Carrefour sales under pressure in France and Belgium
Mixed figures from Carrefour in Europe in the first quarter are compensated by strong results in Latin America. The retailer continues to invest in price cuts, private brands, e-commerce and customer satisfaction.
Comparable sales grew by 2.9 % to 22.7 billion euros in the first quarter of 2025, meaning Carrefour is broadly meeting expectations. Behind that figure, however, there are diverging trends: on its French home market, comparable sales fell 1.7 % as a result of a 1.3 % decline in food and 6.2 % decline in non-food. On the other hand, the retailer is gaining market share there and its NPS (the indicator of customer satisfaction) is rising. The company expects a lot from its new customer loyalty programme ‘Club Carrefour’ and continues to invest in waves of price cuts.
Comparable sales were also down in Belgium, by 1.1 %. The Belgian market is still characterised by fierce competition and the effects of Sunday openings by competitors, the retailer says. A general national strike at the end of March also had an impact on sales. “In this demanding context, Carrefour continues its ambitious commercial and financial policy with determination, including by continuing to invest in its competitiveness. In this way, it was also able to achieve higher customer satisfaction in all its formats”, the company states.
Elsewhere in Europe, the retailer posted varying results. It did well in Spain, where sales rose 1.4 %, and in Romania, where progress was 2.7 %. The chain’s performance in Italy (- 1.7 %) and Poland (- 1.9 %) was less convincing. The best news came from Latin America, with Brazilian sales up 5.4 %, mainly thanks to strong performance by price-fighter formula Atacadão. In Argentina, there was even a 51.5 % growth.

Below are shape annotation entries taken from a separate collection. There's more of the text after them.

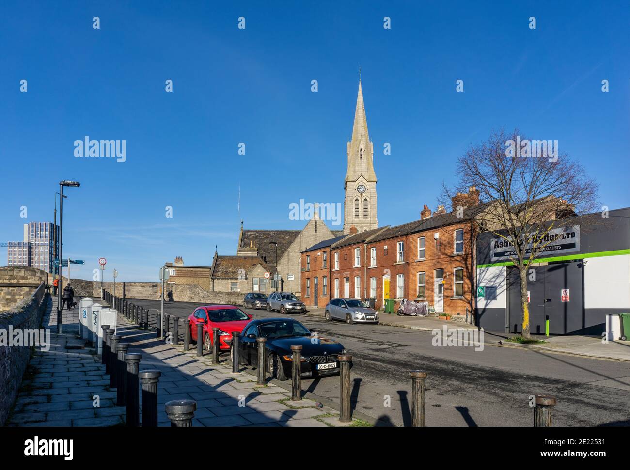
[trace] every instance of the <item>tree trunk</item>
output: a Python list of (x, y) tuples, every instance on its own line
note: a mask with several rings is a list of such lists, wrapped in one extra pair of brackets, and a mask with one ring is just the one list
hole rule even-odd
[(523, 314), (523, 336), (529, 338), (529, 304), (527, 303), (527, 267), (519, 266), (520, 275), (520, 305)]

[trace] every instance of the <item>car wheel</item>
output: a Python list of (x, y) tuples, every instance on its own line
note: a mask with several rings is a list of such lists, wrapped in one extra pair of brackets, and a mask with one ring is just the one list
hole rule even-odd
[(279, 381), (287, 380), (287, 375), (284, 374), (284, 369), (280, 362), (280, 358), (275, 354), (269, 355), (267, 358), (267, 367), (272, 379), (277, 379)]

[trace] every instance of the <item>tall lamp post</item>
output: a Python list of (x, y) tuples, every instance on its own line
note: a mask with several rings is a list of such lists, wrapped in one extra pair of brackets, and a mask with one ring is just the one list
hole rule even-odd
[[(54, 261), (57, 260), (57, 195), (59, 194), (61, 195), (59, 193), (55, 193), (55, 217), (54, 223), (52, 224), (52, 260)], [(67, 198), (67, 196), (64, 196), (64, 197)], [(57, 267), (53, 265), (52, 267), (52, 278), (55, 278), (55, 276), (57, 275)], [(59, 267), (59, 272), (61, 272), (61, 267)], [(59, 281), (61, 281), (60, 276), (59, 276)], [(59, 289), (57, 289), (59, 290)]]
[(275, 241), (269, 242), (270, 245), (273, 245), (275, 246), (276, 249), (276, 261), (275, 261), (275, 272), (273, 273), (273, 280), (275, 284), (275, 292), (278, 292), (278, 243)]
[[(57, 289), (57, 295), (59, 297), (57, 299), (57, 332), (58, 333), (61, 333), (61, 292), (63, 290), (63, 282), (62, 282), (61, 273), (61, 265), (62, 265), (62, 239), (63, 238), (64, 233), (64, 198), (67, 197), (64, 195), (64, 186), (72, 186), (75, 188), (78, 188), (81, 186), (81, 183), (77, 181), (71, 181), (68, 180), (64, 180), (59, 181), (59, 194), (61, 197), (59, 198), (59, 289)], [(68, 266), (70, 265), (70, 260), (68, 260)], [(70, 282), (70, 279), (68, 279), (68, 282)]]

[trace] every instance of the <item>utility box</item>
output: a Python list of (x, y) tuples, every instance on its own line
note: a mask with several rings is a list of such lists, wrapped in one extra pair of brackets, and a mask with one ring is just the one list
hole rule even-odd
[[(93, 314), (94, 311), (93, 310)], [(113, 309), (101, 308), (96, 311), (96, 353), (99, 355), (103, 354), (103, 328), (102, 325), (108, 324), (110, 328), (113, 329), (116, 324), (116, 311)]]
[(102, 308), (103, 306), (97, 302), (86, 307), (86, 309), (88, 311), (86, 312), (88, 318), (89, 319), (89, 321), (88, 323), (88, 339), (92, 341), (92, 344), (94, 345), (94, 347), (96, 346), (98, 340), (96, 327), (98, 323), (98, 311)]
[(617, 341), (621, 337), (621, 322), (619, 314), (606, 315), (606, 338)]
[(88, 307), (94, 302), (91, 298), (84, 297), (79, 302), (79, 324), (81, 328), (81, 337), (84, 340), (91, 340), (89, 335), (89, 321), (91, 316)]

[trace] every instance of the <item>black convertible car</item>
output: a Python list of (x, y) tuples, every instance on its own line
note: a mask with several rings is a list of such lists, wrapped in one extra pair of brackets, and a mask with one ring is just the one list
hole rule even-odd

Strategic initiatives continue to bear fruit, the company says. The sales share of private brands continues to rise: it now stands at 38 %, up from 37 % a year ago. Gross e-commerce sales were up 19 %. NPS advanced 3 % thanks to an improved price image. CEO Alexandre Bompard sees that the effort on purchasing power and customer satisfaction is paying off, confirming the financial outlook for the full year.